5. The foundation of the house is cracking, as if the earth is threatening to swallow it up any minute.
C. This man has a serious case of OCD.
1. No wife, no kids, just Mr. McCrazy and his Parrot. His parrot refuses to talk to him, even.
2. He had a huge pile of kleenex boxes piled to the ceiling and organized by color and floral pattern.
a. It looked as though the Kleenex factory went out of business and he picked up the excess in bulk.
b. Or...perhaps his Y2K backup plan was Kleenex hoarding.
3. He arranged his tee shirts by color, and I think the only pair of (tattered) pants he owned were on his legs.
4. He walks around with a tape cassett player in his breast pocket and earphones around his neck.
5. When we tried to look at the master bedroom, he FLIPPED out, jumped ahead of us, closed the door, and said... "I prefer you not view
this room, I can show you a similar room if you follow me this way..."
D. The Current Owner of Your Possible Future Living Situation Might Be A Psychotic Killer When...
1. When considering the price of the house, you wonder about the cost of excavating for dead bodies.
2. He wouldn't have to leave the comfort of his own home to kill you in the woods, because the woods are conveniently planted around
the house's perimeter...in the middle of suburbia.
3. He's the only one living (or left) in the four bedroom house.
4. You can't look 2 feet in any direction without seeing something dead that used to be alive.
IV. For dinner, I ate a burrito the sice of an ethiopian baby at Taco del Mar. And chips with nacho cheese. And cold stone ice cream.

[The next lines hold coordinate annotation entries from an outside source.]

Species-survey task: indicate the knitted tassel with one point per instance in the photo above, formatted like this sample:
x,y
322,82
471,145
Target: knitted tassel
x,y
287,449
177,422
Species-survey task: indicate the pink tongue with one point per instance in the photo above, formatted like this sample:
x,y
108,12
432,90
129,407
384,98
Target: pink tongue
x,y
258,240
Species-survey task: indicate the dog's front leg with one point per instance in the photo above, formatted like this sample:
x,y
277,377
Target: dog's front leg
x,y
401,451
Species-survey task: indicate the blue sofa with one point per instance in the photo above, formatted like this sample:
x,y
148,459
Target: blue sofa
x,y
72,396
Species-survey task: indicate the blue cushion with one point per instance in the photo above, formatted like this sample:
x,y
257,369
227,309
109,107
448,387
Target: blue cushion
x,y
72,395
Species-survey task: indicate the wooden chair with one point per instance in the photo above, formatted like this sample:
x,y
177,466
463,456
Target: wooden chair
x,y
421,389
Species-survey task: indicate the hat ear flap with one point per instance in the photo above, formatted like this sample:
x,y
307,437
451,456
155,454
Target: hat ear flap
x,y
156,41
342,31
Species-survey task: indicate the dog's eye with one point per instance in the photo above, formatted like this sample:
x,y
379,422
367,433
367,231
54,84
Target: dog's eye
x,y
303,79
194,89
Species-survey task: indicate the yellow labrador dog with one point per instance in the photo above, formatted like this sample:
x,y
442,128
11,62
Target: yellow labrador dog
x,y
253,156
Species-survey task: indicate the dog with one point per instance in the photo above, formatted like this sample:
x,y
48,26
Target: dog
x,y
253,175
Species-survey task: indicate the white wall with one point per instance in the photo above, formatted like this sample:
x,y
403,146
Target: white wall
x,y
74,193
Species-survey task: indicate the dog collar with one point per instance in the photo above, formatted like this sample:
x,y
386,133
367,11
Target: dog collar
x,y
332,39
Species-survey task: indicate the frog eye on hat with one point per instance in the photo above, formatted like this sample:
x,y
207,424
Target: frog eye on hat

A. I'm sure you all love the change of pace from me witnessing a Murder Mystery Movie moment to...what I had for dinner.
B. Just pretend like you're happy about reading of food right after I spent forever and a day describing a real life horror film scenario.
V. I Creepily saw into another room's window with Amy while watching The Office.
A. They were playing football.
B. Don't worry, we know them. It's not as sketch-tastic as it sounds.
In Conclusion, my rating for today's events is: AVERAGE.
wow, just kidding, it was actually completely twilight zone worthy.